Inherited member function accessing data members

Question

Consider the sample code below:

#include <iostream>

using namespace std;

class A
{
    private:
        static int a;
        int b;

    protected:

    public:

        A() : b(0) {}

        void modify()
        {
            a++;
            b++;
        }

        void display()
        {
            cout << a <<"\n";
            cout << b <<"\n";
        }

};

int A::a=0;

class B : public A {

    private:
        int b;

    public:
        B(): b(5)
        {
        }

};

int main()
{
    A ob1;
    B ob2;
    ob1.display();
    ob2.display();

    return 0;

}

In the code above, the class A has a private data member band class B also has a private data member b.
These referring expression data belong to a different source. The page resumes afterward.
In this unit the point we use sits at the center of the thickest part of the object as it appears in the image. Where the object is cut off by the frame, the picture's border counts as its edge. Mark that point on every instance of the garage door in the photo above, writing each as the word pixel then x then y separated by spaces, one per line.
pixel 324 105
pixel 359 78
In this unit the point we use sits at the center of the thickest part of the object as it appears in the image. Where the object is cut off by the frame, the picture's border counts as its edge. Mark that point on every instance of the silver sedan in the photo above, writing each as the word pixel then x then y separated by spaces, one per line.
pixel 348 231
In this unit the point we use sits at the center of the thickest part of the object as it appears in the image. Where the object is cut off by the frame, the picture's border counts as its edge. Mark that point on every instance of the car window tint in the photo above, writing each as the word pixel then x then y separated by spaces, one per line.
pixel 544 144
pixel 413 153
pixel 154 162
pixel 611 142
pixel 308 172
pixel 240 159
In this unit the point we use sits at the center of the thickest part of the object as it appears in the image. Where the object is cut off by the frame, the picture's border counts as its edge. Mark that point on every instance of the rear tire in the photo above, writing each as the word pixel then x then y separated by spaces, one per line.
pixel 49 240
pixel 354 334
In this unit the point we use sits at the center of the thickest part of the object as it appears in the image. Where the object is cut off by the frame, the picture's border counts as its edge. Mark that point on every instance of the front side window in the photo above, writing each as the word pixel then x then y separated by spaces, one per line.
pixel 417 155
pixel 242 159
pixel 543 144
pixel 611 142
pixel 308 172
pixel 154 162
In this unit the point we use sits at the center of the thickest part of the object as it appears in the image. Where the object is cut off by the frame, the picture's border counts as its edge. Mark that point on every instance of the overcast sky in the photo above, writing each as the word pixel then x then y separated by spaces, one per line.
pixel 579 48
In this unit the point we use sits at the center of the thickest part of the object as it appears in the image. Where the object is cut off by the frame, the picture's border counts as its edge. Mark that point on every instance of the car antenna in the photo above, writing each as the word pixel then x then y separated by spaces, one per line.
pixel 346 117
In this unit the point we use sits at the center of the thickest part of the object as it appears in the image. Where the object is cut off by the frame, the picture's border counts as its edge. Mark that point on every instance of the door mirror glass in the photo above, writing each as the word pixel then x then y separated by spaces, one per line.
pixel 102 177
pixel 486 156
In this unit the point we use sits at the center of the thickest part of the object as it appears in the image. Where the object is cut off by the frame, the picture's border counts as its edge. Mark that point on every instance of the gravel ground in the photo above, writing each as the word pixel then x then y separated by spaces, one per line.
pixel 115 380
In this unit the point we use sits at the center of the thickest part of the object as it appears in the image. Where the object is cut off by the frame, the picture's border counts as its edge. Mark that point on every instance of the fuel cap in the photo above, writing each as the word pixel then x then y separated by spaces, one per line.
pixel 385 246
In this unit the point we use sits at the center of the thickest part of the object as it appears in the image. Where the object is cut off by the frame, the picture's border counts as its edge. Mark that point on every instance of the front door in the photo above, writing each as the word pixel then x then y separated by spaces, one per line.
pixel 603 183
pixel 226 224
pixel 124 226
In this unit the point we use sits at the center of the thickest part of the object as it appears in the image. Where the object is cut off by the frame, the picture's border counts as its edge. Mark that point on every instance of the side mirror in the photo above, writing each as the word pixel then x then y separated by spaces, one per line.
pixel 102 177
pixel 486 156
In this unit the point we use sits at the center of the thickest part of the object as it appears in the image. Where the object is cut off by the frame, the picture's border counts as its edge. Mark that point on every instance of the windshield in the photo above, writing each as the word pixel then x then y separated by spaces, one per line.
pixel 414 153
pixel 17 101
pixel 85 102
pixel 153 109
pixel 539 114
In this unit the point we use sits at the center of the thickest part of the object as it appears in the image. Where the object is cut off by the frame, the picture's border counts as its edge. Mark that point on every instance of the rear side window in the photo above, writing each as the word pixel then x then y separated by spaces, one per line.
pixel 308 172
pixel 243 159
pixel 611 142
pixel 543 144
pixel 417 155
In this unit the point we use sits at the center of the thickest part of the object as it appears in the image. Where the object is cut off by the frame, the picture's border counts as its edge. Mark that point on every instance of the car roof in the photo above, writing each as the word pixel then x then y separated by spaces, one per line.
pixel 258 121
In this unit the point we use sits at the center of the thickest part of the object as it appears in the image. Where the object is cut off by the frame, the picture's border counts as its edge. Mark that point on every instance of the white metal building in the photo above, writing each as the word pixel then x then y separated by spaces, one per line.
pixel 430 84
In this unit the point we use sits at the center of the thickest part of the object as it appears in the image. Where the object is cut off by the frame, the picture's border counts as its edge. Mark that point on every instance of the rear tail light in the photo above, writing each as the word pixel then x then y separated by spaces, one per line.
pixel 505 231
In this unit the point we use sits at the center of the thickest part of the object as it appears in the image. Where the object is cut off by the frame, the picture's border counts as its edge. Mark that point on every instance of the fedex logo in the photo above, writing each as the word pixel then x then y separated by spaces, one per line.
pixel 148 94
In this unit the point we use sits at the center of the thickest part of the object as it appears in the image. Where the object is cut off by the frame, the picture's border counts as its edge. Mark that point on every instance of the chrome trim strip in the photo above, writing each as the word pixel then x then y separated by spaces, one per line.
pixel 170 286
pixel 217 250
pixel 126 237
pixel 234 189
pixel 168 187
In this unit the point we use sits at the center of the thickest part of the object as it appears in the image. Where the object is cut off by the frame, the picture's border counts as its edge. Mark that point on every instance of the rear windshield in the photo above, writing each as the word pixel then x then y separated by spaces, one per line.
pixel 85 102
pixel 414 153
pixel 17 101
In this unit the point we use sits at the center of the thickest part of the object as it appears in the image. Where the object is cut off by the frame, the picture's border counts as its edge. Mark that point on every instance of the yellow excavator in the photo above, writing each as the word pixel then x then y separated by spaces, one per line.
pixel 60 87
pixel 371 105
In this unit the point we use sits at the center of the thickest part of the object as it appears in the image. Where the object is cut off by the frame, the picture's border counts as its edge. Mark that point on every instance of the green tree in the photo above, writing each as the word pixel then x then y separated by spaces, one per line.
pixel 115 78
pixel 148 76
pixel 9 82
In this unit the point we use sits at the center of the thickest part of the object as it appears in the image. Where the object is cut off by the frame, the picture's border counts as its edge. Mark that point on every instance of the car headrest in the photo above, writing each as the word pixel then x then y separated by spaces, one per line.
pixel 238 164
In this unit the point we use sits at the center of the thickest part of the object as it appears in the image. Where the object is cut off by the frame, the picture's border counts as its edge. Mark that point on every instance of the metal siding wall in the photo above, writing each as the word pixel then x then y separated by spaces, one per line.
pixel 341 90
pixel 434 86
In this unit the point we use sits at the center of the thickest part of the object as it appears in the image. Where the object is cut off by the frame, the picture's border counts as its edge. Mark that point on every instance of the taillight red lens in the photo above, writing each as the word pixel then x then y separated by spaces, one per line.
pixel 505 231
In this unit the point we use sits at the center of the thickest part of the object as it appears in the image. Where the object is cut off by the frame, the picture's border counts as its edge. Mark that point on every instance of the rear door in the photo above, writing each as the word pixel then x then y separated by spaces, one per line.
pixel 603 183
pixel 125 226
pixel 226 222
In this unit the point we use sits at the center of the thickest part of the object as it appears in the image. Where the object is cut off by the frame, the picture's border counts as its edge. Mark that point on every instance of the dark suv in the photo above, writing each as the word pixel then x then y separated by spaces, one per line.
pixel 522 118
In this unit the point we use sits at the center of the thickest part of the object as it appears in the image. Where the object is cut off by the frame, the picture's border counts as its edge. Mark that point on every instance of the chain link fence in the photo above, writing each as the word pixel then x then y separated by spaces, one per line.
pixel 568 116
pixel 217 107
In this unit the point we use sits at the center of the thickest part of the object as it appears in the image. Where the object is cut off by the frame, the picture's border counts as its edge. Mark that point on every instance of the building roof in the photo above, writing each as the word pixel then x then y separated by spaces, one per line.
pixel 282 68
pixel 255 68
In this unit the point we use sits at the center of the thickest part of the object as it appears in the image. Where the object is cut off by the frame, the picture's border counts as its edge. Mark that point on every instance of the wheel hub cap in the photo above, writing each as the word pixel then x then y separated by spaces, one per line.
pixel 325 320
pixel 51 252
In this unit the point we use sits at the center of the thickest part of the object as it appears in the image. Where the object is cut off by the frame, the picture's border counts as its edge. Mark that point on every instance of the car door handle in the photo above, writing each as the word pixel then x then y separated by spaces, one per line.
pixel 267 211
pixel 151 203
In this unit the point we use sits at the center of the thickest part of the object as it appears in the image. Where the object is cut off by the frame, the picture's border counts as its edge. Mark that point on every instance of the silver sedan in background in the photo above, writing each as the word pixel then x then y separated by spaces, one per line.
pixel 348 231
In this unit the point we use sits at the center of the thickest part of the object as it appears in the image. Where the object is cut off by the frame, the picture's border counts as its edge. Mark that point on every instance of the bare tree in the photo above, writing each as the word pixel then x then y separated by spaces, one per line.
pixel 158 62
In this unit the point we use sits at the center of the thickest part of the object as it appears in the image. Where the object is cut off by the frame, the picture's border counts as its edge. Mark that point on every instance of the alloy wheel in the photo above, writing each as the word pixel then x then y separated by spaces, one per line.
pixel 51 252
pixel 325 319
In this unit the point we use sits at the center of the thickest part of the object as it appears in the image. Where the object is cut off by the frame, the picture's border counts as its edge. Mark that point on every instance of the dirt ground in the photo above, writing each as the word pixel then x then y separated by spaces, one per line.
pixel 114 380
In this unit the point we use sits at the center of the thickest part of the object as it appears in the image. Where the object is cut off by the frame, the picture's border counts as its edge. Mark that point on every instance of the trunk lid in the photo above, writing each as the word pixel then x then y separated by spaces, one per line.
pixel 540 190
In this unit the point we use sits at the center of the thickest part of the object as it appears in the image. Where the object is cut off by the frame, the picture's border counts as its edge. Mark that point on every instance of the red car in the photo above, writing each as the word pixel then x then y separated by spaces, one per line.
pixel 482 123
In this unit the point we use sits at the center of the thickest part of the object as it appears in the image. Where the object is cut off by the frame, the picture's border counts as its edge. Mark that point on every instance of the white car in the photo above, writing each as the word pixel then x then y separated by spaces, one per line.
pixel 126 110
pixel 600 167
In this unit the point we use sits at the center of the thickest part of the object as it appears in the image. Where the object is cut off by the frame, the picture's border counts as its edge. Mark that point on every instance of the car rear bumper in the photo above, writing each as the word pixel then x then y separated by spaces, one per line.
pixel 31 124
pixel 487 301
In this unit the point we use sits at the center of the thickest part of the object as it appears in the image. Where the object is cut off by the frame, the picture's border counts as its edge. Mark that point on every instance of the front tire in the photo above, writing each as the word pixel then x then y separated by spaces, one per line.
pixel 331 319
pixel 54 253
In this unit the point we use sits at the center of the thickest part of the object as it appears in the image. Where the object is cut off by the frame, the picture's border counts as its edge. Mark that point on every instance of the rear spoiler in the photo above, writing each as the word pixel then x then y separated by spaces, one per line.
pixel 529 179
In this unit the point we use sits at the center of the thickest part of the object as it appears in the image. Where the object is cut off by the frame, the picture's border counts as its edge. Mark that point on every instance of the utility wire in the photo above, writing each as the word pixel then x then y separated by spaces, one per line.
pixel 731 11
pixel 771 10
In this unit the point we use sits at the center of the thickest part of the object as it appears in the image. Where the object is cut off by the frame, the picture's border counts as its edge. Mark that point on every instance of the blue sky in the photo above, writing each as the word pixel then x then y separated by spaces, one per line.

The function display() is used to display the data members. When i invoke display() using ob1.display(), display() accesses the private data member b of class A. I understand that. But when i invoke display using ob2.display, which b does display() access? Is it the b of class A or b of class B? Kindly explain the why it accesses class A's b or class B's b

Answer 1

It will access A::b. The display method implementation in class A has no clue about the existence of B::b at all, let alone using it. For all intents and purposes, B::b is separate from A::b. Only in the scope of B itself, the name conflict makes b refer to B::b, hiding A::b. Member variables cannot be virtual.

Answer 2

ob2.display() will access the derived class member.
The member function call is always evaluated on this, this->display() the this in case points to object of your Base class and hence any reference to b inside the display() function is evaluated as this->b which is b of the Base class.

This is because display() of the Base class has no knowledge of whether any other class derives from it. Base class is always independent of the Derived class. To solve a problem the uual pattern followed is to provide a display() method in the Derived class which then in turn calls the dsiplay() method of the Base class.

void B::display()
{
    //cout << a <<"\n";
    cout << b <<"\n";
    A::display();    
}

Answer 3

It is class A. A::display() cannot access B private members.